Dalam sesi diskusi, siswa juga diajak memahami dampak dari bullying. Tidak sedikit yang terkejut ketika mengetahui bahwa perundungan dapat menyebabkan seseorang kehilangan rasa percaya diri, sulit berkonsentrasi saat belajar, hingga menarik diri dari lingkungan sosial. Melalui penjelasan sederhana dan contoh yang dekat dengan kehidupan mereka, siswa mulai menyadari bahwa tindakan kecil yang dianggap sepele bisa meninggalkan luka yang mendalam.



 



Selama tiga hari pelaksanaan, antusiasme siswa terasa begitu kuat. Mereka aktif menjawab pertanyaan, mengangkat tangan untuk berbagi pengalaman, bahkan berani mengungkapkan perasaan mereka.
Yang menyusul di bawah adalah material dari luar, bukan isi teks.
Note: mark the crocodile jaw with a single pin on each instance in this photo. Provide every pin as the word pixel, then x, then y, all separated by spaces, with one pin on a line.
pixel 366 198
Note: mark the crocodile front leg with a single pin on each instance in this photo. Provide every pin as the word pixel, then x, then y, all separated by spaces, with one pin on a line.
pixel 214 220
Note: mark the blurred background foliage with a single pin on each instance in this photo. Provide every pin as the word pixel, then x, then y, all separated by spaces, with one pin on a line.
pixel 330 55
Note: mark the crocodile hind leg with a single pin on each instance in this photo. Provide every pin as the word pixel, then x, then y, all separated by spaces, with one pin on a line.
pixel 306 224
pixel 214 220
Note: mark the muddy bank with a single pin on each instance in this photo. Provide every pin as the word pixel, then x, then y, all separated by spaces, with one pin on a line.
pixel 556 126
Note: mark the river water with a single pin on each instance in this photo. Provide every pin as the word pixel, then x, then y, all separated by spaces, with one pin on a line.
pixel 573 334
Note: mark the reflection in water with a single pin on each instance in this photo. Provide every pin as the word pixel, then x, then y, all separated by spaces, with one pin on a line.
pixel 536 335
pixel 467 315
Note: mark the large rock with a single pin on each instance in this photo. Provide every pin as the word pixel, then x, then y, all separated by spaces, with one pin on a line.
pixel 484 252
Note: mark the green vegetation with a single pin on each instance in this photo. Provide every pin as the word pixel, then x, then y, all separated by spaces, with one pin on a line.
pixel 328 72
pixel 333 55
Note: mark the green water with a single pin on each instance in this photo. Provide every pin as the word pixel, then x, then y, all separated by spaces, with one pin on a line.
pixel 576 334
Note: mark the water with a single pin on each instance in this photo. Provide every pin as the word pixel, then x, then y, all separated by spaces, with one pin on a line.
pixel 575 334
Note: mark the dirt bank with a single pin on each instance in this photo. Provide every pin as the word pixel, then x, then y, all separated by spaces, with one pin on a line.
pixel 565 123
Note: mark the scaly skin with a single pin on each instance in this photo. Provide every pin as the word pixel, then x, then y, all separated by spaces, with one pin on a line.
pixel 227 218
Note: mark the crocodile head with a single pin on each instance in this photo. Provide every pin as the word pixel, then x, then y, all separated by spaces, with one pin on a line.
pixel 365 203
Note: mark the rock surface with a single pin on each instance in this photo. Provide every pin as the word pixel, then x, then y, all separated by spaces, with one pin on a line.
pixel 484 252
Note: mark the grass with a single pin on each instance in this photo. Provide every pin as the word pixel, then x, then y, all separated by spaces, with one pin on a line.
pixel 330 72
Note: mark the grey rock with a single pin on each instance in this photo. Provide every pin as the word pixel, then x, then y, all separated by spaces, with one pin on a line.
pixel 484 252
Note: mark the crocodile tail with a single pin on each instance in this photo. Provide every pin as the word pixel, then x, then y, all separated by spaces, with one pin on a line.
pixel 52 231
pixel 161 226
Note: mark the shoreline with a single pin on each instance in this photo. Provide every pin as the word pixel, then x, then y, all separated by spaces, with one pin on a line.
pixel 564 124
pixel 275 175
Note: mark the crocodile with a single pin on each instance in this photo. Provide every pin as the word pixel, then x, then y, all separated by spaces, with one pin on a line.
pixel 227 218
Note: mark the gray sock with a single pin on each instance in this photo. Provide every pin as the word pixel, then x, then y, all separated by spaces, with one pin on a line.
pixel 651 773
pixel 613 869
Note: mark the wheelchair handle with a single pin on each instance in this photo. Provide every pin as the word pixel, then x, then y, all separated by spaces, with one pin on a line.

Momen-momen tersebut menjadi bagian paling berkesan dalam kegiatan ini.



 



Bagi kami, Kelompok 35 Pandareka, kegiatan ini bukan sekadar menyampaikan materi. Ini adalah proses belajar bersama, belajar mendengar, memahami, dan membangun empati.



 



Seluruh anggota kelompok terlibat mulai dari penyusunan materi, pembagian tugas penyampaian, hingga mendampingi siswa selama diskusi berlangsung. Kerja sama tim dan dukungan dari pihak sekolah menjadi faktor penting dalam kelancaran kegiatan ini.



 



Dari kegiatan ini, kami menyadari bahwa edukasi mengenai bullying perlu dilakukan secara berkelanjutan. Masih ada siswa yang belum memahami batas antara bercanda dan menyakiti. Namun, langkah kecil yang dimulai dari ruang kelas MI Al Hidayah ini menjadi awal yang berarti.



 



Kami berharap, setelah mengikuti sosialisasi ini, siswa kelas 4, 5, dan 6 MI Al Hidayah dapat lebih peduli terhadap perasaan teman, berani berkata tidak pada tindakan perundungan, serta tidak ragu untuk berbicara jika mengalami atau menyaksikan bullying. Karena sekolah seharusnya menjadi tempat yang aman untuk belajar, bertumbuh, dan bermimpi.